A bytes object is an immutable array. The items are 8-bit bytes, represented by integers in the range 0 <= x < 256. Bytes literals (like b'abc') and the built-in bytes() constructor can be used to create bytes objects. Also, bytes objects can be decoded to strings via the decode() method.

Mutable sequences

Mutable sequences can be changed after they are created. The subscription and slicing notations can be used as the target of assignment and del (delete) statements.

There are currently two intrinsic mutable sequence types:

Lists

The items of a list are arbitrary Python objects. Lists are formed by placing a comma-separated list of expressions in square brackets. (Note that there are no special cases needed to form lists of length 0 or 1.)

Byte Arrays

A bytearray object is a mutable array. They are created by the built-in bytearray() constructor. Aside from being mutable (and hence unhashable), byte arrays otherwise provide the same interface and functionality as immutable bytes objects.

The extension module array provides an additional example of a mutable sequence type, as does the collections module.

Set types

These represent unordered, finite sets of unique, immutable objects. As such, they cannot be indexed by any subscript. However, they can be iterated over, and the built-in function len() returns the number of items in a set. Common uses for sets are fast membership testing, removing duplicates from a sequence, and computing mathematical operations such as intersection, union, difference, and symmetric difference.

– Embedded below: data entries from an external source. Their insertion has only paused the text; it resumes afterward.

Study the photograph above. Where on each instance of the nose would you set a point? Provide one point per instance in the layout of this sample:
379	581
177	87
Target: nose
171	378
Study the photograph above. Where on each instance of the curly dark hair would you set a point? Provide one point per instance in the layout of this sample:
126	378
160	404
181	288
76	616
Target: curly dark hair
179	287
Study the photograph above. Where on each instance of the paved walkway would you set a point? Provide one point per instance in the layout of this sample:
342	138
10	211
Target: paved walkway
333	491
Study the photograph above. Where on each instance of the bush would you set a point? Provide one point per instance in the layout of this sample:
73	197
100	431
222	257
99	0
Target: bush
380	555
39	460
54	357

For set elements, the same immutability rules apply as for dictionary keys. Note that numeric types obey the normal rules for numeric comparison: if two numbers compare equal (e.g., 1 and 1.0), only one of them can be contained in a set.

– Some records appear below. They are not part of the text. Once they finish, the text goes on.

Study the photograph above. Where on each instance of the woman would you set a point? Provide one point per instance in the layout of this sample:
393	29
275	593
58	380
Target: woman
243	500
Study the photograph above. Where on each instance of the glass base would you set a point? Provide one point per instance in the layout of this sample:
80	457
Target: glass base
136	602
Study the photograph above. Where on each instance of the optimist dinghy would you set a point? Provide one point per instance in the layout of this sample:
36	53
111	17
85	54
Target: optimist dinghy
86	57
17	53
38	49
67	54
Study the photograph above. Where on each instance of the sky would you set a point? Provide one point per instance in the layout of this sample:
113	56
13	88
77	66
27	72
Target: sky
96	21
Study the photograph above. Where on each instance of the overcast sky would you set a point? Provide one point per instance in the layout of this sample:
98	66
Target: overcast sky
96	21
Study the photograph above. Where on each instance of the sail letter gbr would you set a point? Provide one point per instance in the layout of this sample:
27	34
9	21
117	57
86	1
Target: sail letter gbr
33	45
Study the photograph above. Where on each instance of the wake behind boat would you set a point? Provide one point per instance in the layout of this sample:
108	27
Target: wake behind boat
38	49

There are currently two intrinsic set types:

Sets

These represent a mutable set. They are created by the built-in set() constructor and can be modified afterwards by several methods, such as add().

Frozen sets

These represent an immutable set. They are created by the built-in frozenset() constructor. As a frozenset is immutable and hashable, it can be used again as an element of another set, or as a dictionary key.

Mappings

These represent finite sets of objects indexed by arbitrary index sets. The subscript notation a[k] selects the item indexed by k from the mapping a; this can be used in expressions and as the target of assignments or del statements. The built-in function len() returns the number of items in a mapping.

There is currently a single intrinsic mapping type:

Dictionaries

These represent finite sets of objects indexed by nearly arbitrary values. The only types of values not acceptable as keys are values containing lists or dictionaries or other mutable types that are compared by value rather than by object identity, the reason being that the efficient implementation of dictionaries requires a key’s hash value to remain constant. Numeric types used for keys obey the normal rules for numeric comparison: if two numbers compare equal (e.g., 1 and 1.0) then they can be used interchangeably to index the same dictionary entry.

Dictionaries preserve insertion order, meaning that keys will be produced in the same order they were added sequentially over the dictionary. Replacing an existing key does not change the order, however removing a key and re-inserting it will add it to the end instead of keeping its old place.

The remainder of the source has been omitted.